Google isn't waiting around to be AltaVistaed. Its smaller challengers can't hope to match the company's massive investments in computing infrastructure, said to include more than 450,000 servers. So be prepared to wait an annoying three seconds or so for results on some of the wanna-be search sites, compared with Google's blink-of-an-eye speed. And with $12 billion cash on hand, Google can buy hot companies that pose a threat, much as it plopped down $1.65 billion last year for YouTube, whose video search crushes Google's popularity. "Google was buying tiny search companies at the rate of two per week at one point," says Knight.
Even $12 billion and the billions more Google could borrow wouldn't buy all the world's search competition. The performance gap won't be hard to narrow for a hot new company freshly fueled by investors. In the end, Google has to have a better search to stay on top. Thus its army of software engineers is looking at every wrinkle in search, insists Google's research director, Peter Norvig. "I guess we're paranoid," he says. They've already injected several new technologies into its search—for example, results take into account results you've clicked on in the past, provided you've signed up to have your searches tracked. You can type in your query in plain English, get suggestions for search-term refinements, or do any of more than 40 specialized searches, including movies, government Web sites, patents, airline flights and human faces. Google just doesn't advertise any of these features, or make them plain. Although it's clear Google is capable of plenty of search innovation, there's a reason the company sometimes acts as if its hands are tied when it comes to implementing next-generation techniques. "People don't want radical change from us," says Matt Cutts, head of search quality at Google. "Our biggest task is ensuring simplicity."
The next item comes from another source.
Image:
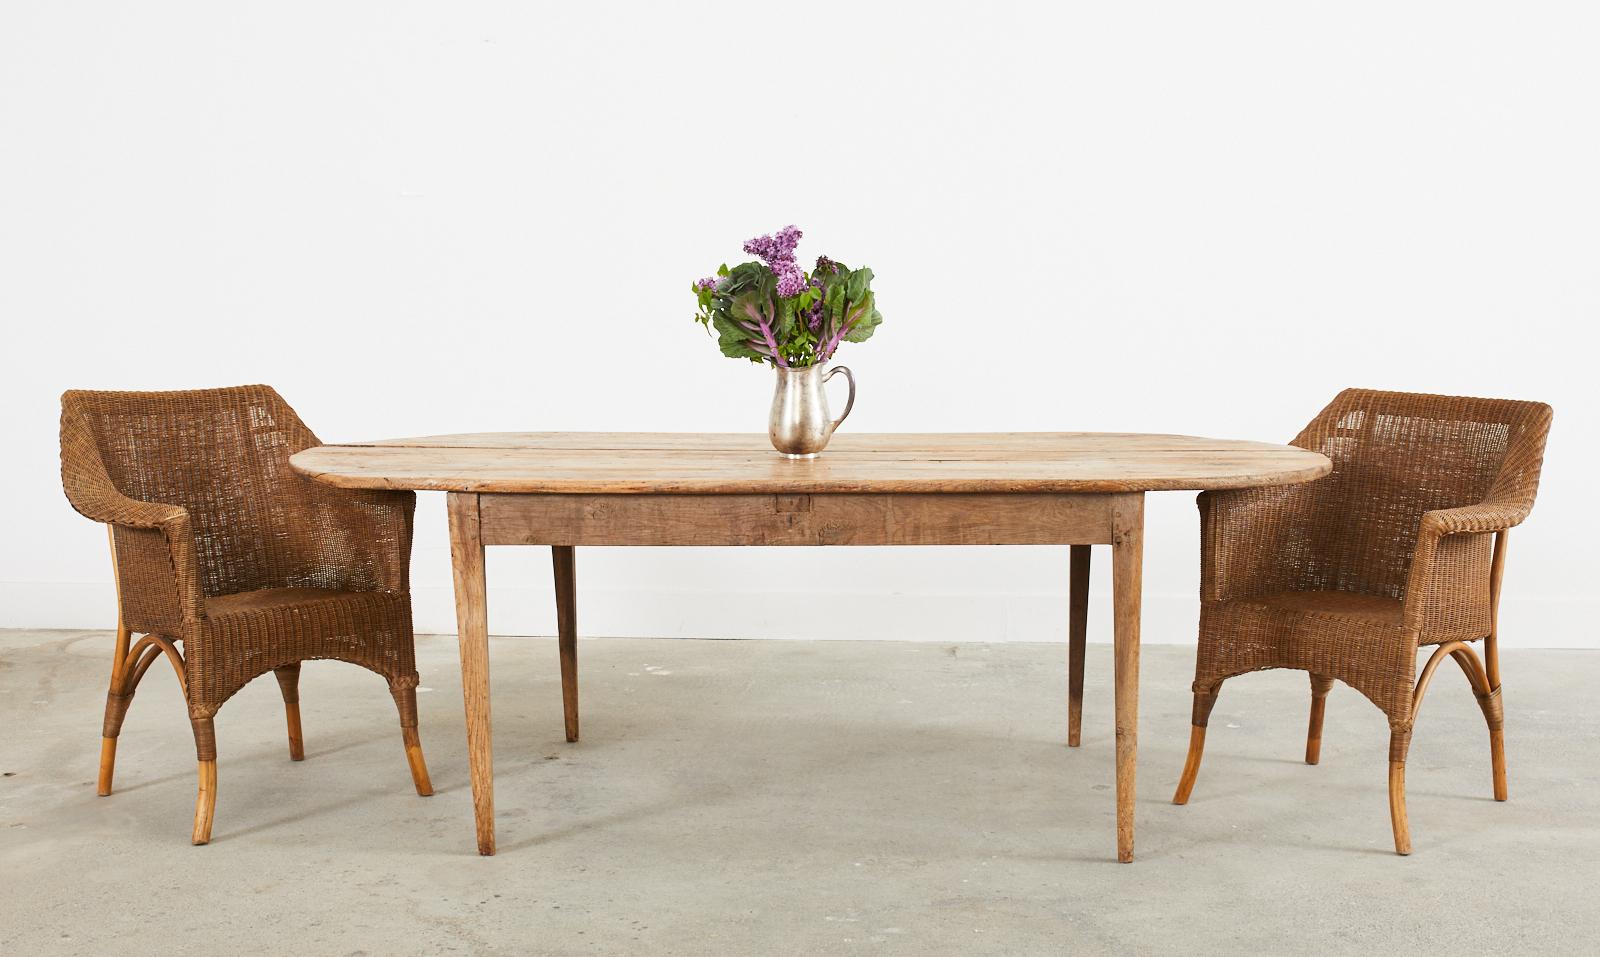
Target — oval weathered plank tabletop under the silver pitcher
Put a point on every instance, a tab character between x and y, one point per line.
732	463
It's true, most mainstream searchers do tend to value the stripped-down, no-brainer elegance of a thin box that takes a few words and delivers straightforward results. Given that a growing number of queries are being funneled to alternative engines, there are clearly plenty of power searchers willing to accept a little complexity in return for better results. It wouldn't take a smash-hit new search engine to steal Google's thunder; the damage could take the form of a slow leak of searchers to a variety of engines that each have some special appeal. Another threat to Google may be online social networking sites such as MySpace and LinkedIn. "We'll likely see dozens or hundreds of specialized search engines that collectively chip away at Google's dominance," says Brant Bukowsky, founder of Plus1 Marketing, a search consultancy.
Last quarter, Google raked in $925 million in profit, 28 percent more than the same quarter last year. The game is still Google's to lose. Even Stark, who resorted to Quintura to find her snorkeling beach, still makes Google her first stop when she needs to track down a Web site. What, after all, would Google have to fear from a tiny company with a goofy name that sometimes returns more-useful results?